仮想通貨(暗号資産)ニュース

新経連、暗号資産の税負担軽減やSTOの分類明確化求め金融相に要望書を提出

ブロックチェーン分野において「世界のトップランナー」を目指すべき

「ブロックチェーンの社会実装に向けた提言~暗号資産の新法改正を受けて」(新経連より引用、以下同)

一般社団法人新経済連盟(以下、新経連)は7月30日、ブロックチェーンと暗号資産に関する要望を金融担当大臣ほか関係大臣あてに提出したことを発表。新経連の会員企業が参加する「ブロックチェーンWG」において議論された内容をまとめた要望「ブロックチェーンの社会実装に向けた提言~暗号資産の新法改正を受けて」を金融担当大臣、経済産業大臣およびIT担当大臣あてに提出した。

新経連は、ブロックチェーン分野において日本は「世界に乗り遅れない」ではなく、「世界のトップランナーを目指す」を目標に、ブロックチェーンと暗号資産に関する要望をまとめた。

政府に向けた要望

要望の冒頭では、政府においては、各行政分野におけるブロックチェーンの活用について検討することを挙げている。活用の際には官民協議会を設置し、国内外の最新動向を共有することとした。協議会において、政府・自治体・民間における具体的なユースケースや社会実装に向けた課題を洗い出すことを提案する。

また、暗号資産新法に関する要望として、セキュリティトークン(投資型ICO、STO)やカストディ、ステーフルコイン、税制に対してもそれぞれ意見をまとめている。

セキュリティトークンに関しては、契約または技術により流通性が制限されている場合は、1項有価証券としての規制を課す実質的根拠がないため、譲渡対象が制限されているもの、サービス内の会員やホワイトリスト掲載者にのみ譲渡可能なもの、スマートコントラクト等により、流通性が制限されていることが担保されているものなどについては、電子記録移転権利に該当しないと府令で定めることを要望している。

またSTOに対応するためにも、米国の証券規制等も参考にしながら投資家属性等に応じたきめ細やかなルールを導入すること、株式投資型クラウドファンディングの1億円・50万円の上限を緩和するなど、将来的な制度設計を検討することを求めている。

カストディに関しては、カストディ事業者への該当性および規制内容についてはリスクベースアプローチを採用し、必要最小限の規制にとどめることなどを要望する。
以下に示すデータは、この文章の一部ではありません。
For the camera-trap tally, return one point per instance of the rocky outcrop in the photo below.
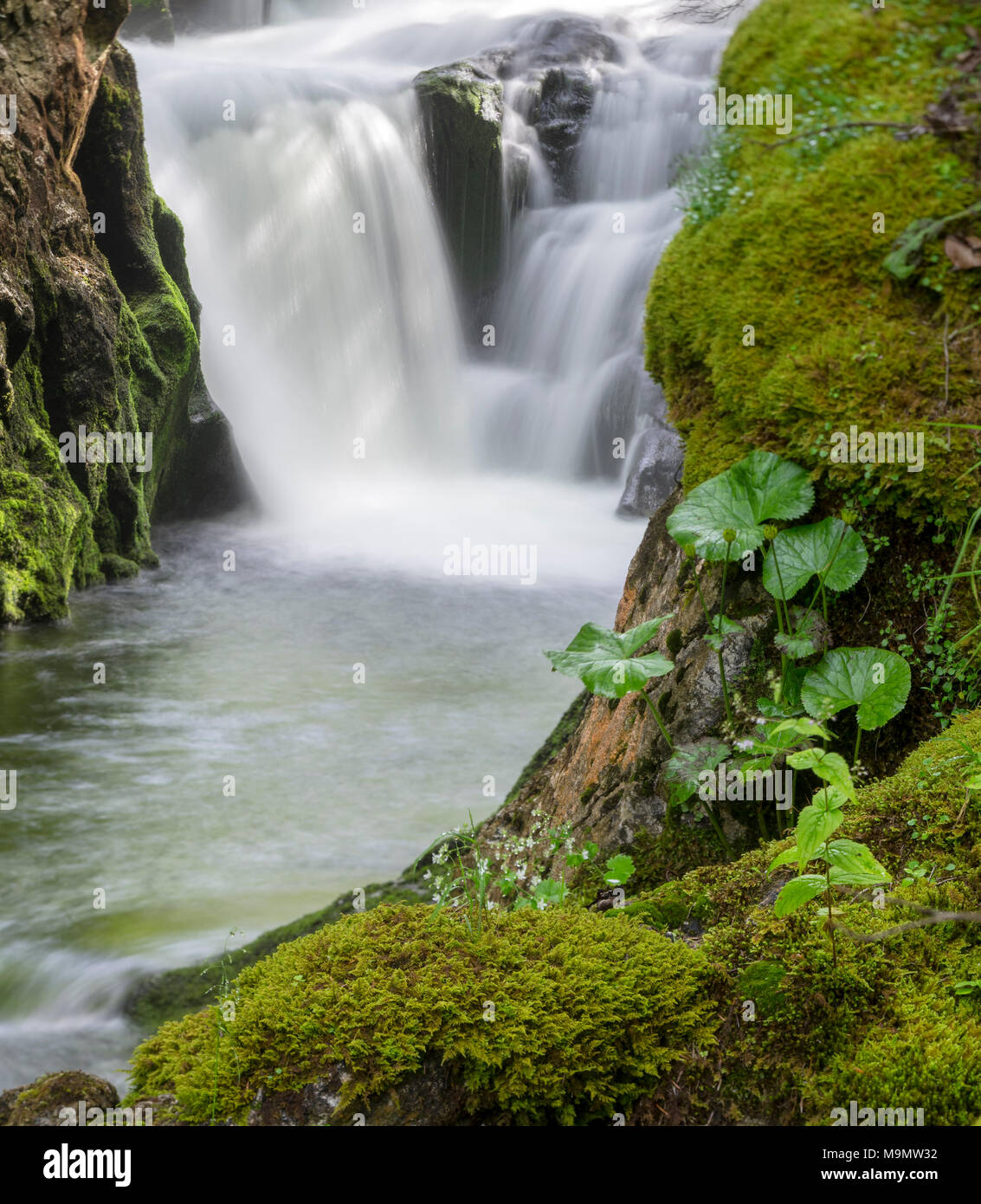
(655, 469)
(98, 323)
(558, 61)
(608, 780)
(462, 111)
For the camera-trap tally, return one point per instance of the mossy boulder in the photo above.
(98, 323)
(805, 1028)
(558, 1016)
(789, 236)
(462, 111)
(173, 994)
(40, 1103)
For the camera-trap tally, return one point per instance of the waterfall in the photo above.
(348, 336)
秘密鍵の管理方法によりリスクのないケースは、カストディ事業者とならない等のガイドラインを明確化することなどを挙げている。

ステーブルコインについては、ステーブルコインの類型ごとの法的性質をガイドライン等で明確化すること。特に、法定通貨担保型以外のコインは、非通貨建資産であり暗号資産となることを明確化するとした。
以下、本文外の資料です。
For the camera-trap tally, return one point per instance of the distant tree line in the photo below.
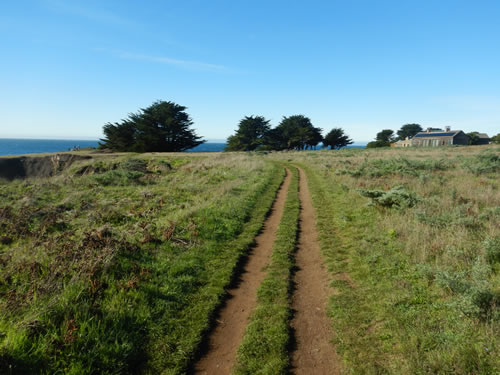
(161, 127)
(292, 133)
(385, 137)
(165, 127)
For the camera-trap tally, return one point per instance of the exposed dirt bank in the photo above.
(36, 166)
(233, 318)
(314, 352)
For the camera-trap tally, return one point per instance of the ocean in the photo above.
(9, 146)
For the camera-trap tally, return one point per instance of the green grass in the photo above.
(119, 269)
(264, 349)
(416, 286)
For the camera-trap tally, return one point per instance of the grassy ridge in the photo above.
(264, 349)
(415, 272)
(115, 267)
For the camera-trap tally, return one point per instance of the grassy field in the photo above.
(412, 241)
(119, 266)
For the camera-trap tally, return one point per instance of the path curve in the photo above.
(314, 353)
(233, 318)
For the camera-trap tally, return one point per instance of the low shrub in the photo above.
(397, 197)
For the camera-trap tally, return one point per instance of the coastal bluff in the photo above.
(37, 166)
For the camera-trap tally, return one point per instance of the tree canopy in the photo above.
(161, 127)
(336, 139)
(408, 130)
(294, 132)
(384, 138)
(250, 134)
(495, 139)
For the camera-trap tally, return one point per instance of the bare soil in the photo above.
(36, 166)
(314, 353)
(233, 317)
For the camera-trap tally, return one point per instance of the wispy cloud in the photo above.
(97, 15)
(474, 103)
(187, 64)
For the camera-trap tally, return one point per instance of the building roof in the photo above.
(437, 134)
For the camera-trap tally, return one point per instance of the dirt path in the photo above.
(314, 353)
(233, 318)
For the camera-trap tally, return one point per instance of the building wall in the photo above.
(432, 141)
(461, 139)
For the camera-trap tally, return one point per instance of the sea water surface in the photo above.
(11, 146)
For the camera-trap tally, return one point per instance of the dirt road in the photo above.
(233, 317)
(314, 352)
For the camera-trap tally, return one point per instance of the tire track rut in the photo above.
(314, 353)
(233, 317)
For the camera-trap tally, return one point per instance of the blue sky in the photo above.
(68, 67)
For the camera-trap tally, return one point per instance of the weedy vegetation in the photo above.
(411, 238)
(116, 266)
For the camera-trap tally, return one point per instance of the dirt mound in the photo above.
(37, 166)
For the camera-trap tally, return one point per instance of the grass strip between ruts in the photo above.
(265, 346)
さらには暗号資産の税制に関しては、国会の付帯決議を踏まえ、暗号資産等の取引に関する所得税の課税のあり方について検討することを要望している。

全42ページにわたる新経連の要望は、暗号資産やブロックチェーンの現状整理、そして課題についても詳しく解説をしている。新経連は今後、税制の論点について議論を深め、さらなる提言を行っていくという。